Beshear, who is in his second term as governor, also said he’ll continue to attack Kentucky’s prescription drug problems. “I just saw a study that more people are dying from drug overdoses than car accidents in our state,” Beshear said. “That’s just unacceptable.”

Meanwhile, Beshear said his staff is working on the language of a constitutional amendment for expanded gambling. Any such amendment would have to be approved by lawmakers before going to voters in a ballot referendum.

A similar push stalled in the state Senate during Beshear’s first term, and some area legislators – including state Sen. Mike Wilson, R-Bowling Green, and state Rep. Jody Richards, D-Bowling Green – seemed less than optimistic that the initiative would find success this time in comments this month to the Daily News.

“I anticipate the bill will be filed during the first week of the legislative session,” Beshear said. “It will be a fairly simple amendment with a few details.”

Because the language was still being developed, Beshear didn’t share any specifics.

Beshear also mentioned that federal stimulus money is no longer available for the state. “We’re going to be faced with one of the most challenging budgets that I’ve had. We will handle it,” Beshear said.

Among the items that continually needs addressing is early education, Beshear said.

“I think it’s time to be very aggressive in continuing to attack some of the substantial weaknesses our state has that keep us from moving ahead as fast as we should,” Beshear said. “The biggest weakness is we need a bigger, better, more educated work force. Companies that are looking to locate are looking for that type of work force more than anything else.”

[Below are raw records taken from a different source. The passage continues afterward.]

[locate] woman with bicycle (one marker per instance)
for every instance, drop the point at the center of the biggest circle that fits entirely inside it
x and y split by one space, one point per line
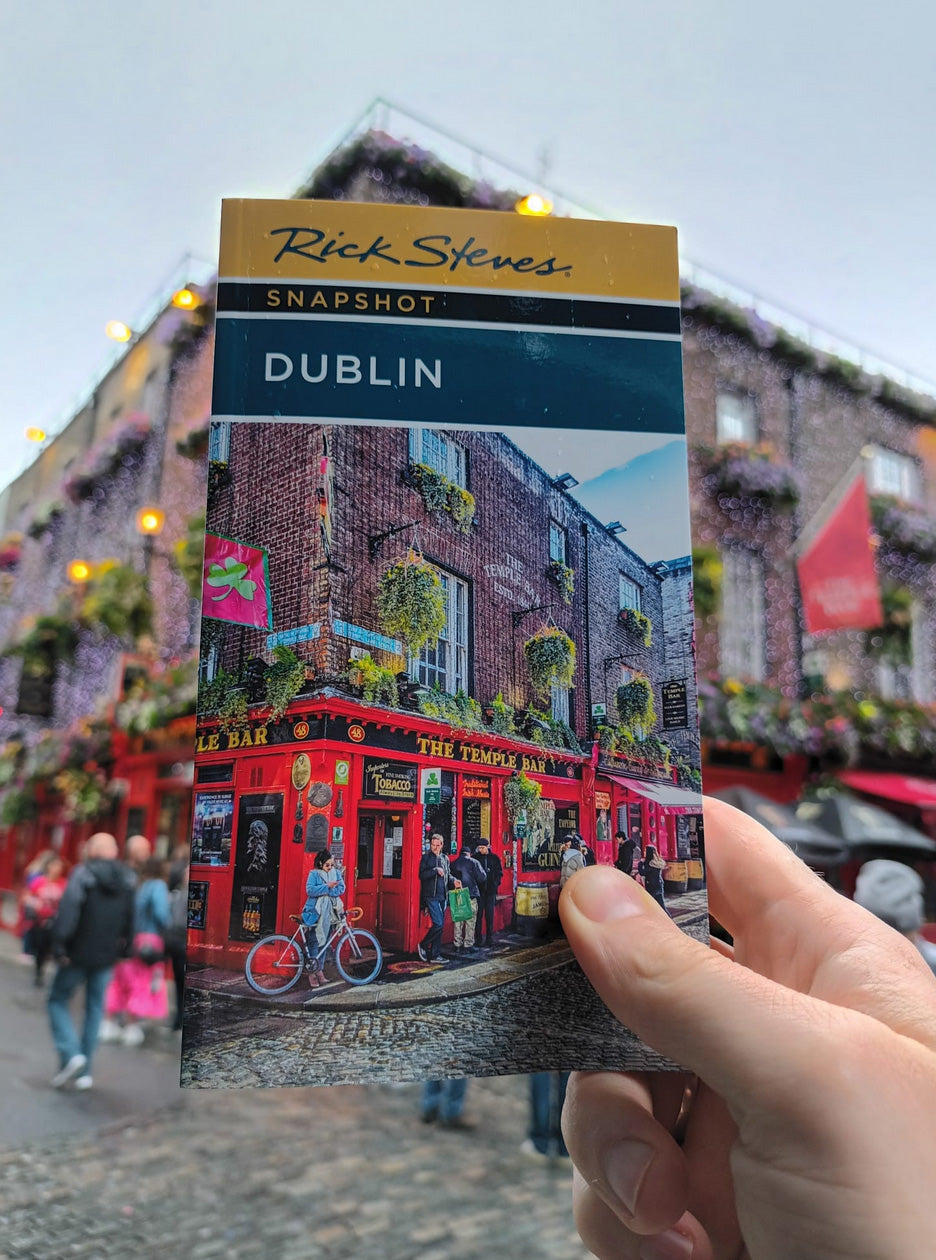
324 886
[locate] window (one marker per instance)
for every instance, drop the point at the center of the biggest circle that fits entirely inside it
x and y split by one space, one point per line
441 452
736 418
219 441
892 473
559 703
444 664
627 594
742 645
558 543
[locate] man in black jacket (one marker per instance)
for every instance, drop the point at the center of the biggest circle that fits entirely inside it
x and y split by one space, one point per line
435 881
93 927
493 871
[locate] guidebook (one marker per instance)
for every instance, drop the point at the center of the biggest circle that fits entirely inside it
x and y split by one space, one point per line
446 640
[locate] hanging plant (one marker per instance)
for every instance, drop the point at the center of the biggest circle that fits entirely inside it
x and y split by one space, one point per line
522 795
188 553
377 684
502 716
707 581
117 601
284 681
565 578
551 659
635 621
19 805
411 602
440 494
635 706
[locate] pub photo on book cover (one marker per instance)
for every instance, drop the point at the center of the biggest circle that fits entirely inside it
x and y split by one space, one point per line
447 650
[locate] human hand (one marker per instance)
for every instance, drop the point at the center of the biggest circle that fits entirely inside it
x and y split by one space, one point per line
811 1134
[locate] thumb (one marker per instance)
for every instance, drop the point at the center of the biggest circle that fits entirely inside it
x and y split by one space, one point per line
748 1038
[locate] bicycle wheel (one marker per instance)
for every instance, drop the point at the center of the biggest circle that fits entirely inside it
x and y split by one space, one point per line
358 956
275 964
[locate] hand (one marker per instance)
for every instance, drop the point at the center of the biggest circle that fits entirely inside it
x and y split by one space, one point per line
811 1135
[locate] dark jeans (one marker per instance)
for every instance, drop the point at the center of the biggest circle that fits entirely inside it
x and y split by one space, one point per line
547 1096
432 939
64 984
485 911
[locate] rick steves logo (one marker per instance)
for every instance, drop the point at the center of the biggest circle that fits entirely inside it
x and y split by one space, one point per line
426 252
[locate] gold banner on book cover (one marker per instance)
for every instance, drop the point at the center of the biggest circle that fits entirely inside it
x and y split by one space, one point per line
340 241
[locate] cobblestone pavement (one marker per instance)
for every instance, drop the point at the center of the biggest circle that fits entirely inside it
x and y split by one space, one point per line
294 1174
489 1033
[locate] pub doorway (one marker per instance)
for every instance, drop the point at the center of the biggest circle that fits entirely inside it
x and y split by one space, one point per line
382 886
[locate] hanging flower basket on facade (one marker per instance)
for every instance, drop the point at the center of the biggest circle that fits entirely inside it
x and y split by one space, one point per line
635 706
411 602
551 659
753 473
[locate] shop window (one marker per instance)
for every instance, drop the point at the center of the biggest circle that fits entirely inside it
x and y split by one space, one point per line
742 626
444 664
440 452
736 417
558 543
219 441
895 474
627 594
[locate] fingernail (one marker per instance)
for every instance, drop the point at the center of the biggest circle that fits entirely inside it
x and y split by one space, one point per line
669 1245
625 1169
604 895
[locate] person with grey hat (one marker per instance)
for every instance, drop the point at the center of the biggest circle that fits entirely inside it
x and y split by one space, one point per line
895 893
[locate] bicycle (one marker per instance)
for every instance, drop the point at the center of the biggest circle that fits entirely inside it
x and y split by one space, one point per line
276 963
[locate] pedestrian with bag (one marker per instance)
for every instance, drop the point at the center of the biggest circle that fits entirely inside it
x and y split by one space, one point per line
435 881
139 987
92 929
493 872
473 877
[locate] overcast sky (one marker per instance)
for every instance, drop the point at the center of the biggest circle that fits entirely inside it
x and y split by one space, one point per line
791 145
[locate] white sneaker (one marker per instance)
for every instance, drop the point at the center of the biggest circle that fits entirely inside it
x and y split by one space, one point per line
132 1035
72 1067
110 1031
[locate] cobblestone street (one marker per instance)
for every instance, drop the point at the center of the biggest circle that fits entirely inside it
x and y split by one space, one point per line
297 1174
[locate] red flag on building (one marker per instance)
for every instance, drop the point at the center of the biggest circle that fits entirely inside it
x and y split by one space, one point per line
838 581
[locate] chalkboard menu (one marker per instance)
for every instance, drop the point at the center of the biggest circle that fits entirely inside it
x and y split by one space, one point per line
675 704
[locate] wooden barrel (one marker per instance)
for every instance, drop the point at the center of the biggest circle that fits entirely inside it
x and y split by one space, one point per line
533 909
674 878
694 875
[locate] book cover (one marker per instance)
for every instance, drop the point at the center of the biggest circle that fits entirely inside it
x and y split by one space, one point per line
447 652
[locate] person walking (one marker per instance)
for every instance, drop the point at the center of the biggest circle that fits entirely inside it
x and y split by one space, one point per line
493 873
625 852
435 881
445 1101
137 989
651 867
92 929
572 859
325 883
471 873
45 895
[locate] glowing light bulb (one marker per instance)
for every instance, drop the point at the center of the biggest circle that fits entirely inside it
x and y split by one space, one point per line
534 204
150 521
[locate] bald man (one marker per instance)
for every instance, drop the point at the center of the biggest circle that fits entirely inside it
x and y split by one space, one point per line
93 927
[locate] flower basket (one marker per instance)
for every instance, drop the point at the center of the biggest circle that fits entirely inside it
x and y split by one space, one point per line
565 578
638 624
411 602
551 659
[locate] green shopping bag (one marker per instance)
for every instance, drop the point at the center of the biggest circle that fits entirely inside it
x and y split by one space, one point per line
460 905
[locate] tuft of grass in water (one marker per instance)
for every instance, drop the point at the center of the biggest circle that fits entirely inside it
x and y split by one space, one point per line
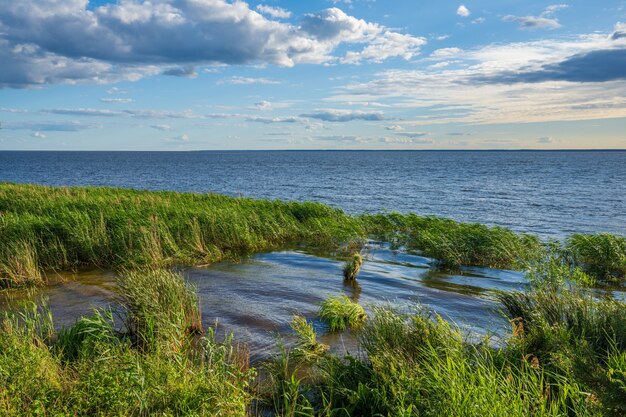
93 369
573 336
419 366
307 347
602 255
454 244
352 267
161 309
340 313
53 228
43 228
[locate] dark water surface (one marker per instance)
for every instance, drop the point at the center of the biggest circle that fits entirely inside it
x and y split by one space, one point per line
548 193
256 298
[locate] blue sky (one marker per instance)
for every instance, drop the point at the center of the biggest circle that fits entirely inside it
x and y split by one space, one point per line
277 74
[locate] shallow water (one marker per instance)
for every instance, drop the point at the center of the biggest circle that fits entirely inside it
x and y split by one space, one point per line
256 298
548 193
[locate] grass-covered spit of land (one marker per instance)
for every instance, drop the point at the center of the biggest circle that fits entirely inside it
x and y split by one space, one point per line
58 228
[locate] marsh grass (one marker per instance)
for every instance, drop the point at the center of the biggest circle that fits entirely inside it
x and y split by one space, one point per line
160 308
602 255
352 267
44 228
307 347
341 313
454 244
92 368
573 335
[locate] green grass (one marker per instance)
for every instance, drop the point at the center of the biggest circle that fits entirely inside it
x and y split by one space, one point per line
94 369
59 228
341 313
44 228
352 267
602 255
161 309
566 356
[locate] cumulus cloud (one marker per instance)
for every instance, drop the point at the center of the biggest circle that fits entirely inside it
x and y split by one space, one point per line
188 72
595 66
332 27
278 119
620 31
52 41
568 78
445 53
276 12
340 115
463 11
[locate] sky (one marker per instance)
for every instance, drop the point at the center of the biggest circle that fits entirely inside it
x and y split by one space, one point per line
321 74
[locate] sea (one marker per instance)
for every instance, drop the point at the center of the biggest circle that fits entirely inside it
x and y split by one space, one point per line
548 193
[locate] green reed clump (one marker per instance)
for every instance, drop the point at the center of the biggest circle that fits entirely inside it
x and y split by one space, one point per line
352 267
454 244
415 365
307 347
341 313
161 309
602 255
45 228
573 336
93 369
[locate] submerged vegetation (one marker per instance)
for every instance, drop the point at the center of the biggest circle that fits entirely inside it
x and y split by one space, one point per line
565 356
341 313
352 267
57 228
150 355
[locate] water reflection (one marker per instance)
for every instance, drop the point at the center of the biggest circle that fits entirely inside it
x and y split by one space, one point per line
256 297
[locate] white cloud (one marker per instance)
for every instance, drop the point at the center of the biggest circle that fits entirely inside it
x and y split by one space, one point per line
182 138
263 105
463 11
487 84
332 27
238 80
276 12
533 22
341 115
53 41
545 20
162 127
445 53
116 100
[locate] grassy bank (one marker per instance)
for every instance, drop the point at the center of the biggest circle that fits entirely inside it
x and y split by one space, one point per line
565 356
44 228
58 228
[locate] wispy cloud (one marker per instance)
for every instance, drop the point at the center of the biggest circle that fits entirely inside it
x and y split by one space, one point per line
463 11
239 80
340 115
545 20
116 100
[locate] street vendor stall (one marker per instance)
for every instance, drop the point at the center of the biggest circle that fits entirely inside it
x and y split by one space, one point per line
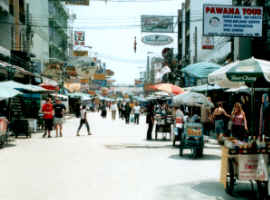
245 161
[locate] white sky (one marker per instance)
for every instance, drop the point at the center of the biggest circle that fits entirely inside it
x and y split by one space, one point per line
111 27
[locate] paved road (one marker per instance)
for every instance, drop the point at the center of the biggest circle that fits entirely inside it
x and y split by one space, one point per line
116 163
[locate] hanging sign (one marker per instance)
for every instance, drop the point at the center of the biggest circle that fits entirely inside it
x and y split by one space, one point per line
157 40
226 20
79 38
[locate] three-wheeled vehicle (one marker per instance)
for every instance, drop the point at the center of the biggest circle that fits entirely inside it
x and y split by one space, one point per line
192 138
163 124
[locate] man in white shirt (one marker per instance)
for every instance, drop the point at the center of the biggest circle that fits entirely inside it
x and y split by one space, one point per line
137 110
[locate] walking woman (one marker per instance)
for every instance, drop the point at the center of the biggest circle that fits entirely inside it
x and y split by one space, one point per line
239 122
83 121
219 117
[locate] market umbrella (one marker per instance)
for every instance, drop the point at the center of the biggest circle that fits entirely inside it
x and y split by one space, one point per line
201 69
167 87
219 77
191 99
254 73
6 92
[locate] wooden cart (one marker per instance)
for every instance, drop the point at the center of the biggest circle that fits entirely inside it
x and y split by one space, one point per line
245 165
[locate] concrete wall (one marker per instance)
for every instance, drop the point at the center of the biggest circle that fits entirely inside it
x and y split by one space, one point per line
6 30
40 43
196 17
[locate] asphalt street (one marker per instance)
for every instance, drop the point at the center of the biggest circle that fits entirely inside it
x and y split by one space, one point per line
115 163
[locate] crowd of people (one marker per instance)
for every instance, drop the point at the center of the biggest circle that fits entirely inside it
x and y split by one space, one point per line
216 121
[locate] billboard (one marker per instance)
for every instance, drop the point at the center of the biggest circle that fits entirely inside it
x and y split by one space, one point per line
207 42
238 21
157 40
78 2
79 38
157 24
80 53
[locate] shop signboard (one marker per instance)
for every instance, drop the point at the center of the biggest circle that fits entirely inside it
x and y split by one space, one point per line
157 40
207 42
80 53
157 24
227 20
79 38
101 83
99 76
253 167
78 2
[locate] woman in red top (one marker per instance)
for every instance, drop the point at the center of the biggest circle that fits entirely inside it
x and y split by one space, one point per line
47 110
239 122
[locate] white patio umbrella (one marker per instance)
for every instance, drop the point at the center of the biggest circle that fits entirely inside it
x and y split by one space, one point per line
191 99
6 92
219 77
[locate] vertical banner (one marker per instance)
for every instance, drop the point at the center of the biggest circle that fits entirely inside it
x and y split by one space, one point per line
79 38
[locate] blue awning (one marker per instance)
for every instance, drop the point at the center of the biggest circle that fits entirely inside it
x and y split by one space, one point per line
201 69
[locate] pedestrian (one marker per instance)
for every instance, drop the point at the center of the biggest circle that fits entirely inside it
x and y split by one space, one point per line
206 118
127 112
103 110
59 110
47 110
150 120
239 122
113 110
219 117
137 110
179 124
83 121
264 128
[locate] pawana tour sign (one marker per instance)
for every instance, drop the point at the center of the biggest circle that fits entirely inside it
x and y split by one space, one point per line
238 21
157 40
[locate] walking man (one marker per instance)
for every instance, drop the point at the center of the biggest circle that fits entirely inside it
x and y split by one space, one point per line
83 121
113 109
137 110
59 110
47 110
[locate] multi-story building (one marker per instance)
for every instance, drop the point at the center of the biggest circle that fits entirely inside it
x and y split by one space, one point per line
39 47
191 34
58 33
6 20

Beshear also released what he considers his top 10 accomplishments during his time in office. Among them was attracting and protecting jobs. Beshear was on hand in May when General Motors announced 250 new jobs at its Bowling Green Assembly Plant.

Beshear acknowledged that one factor that could stall the legislative process in the General Assembly is the redistricting of the federal congressional districts in the state.

“It is difficult to say what may happen,” Beshear said. “Each house is working on their own plan at the moment. I’m hopeful they’ll be able to come to some agreement and get it out of the way. It does have the potential of clogging everything else.”

So far, Beshear has only read of specific plans in print media.

“I haven’t had a chance to study it in detail,” Beshear said.

Beshear also touched on a recent meeting he had with Senate President David Williams, R-Burkesville, who was Beshear’s opponent in November’s gubernatorial election. Beshear said the conversation had a positive tone.

“I’m hopeful we’ll have a more cooperative working relationship,” Beshear said.

The 2012 session of the General Assembly begins Tuesday, with Beshear delivering his State of the Commonwealth address Wednesday.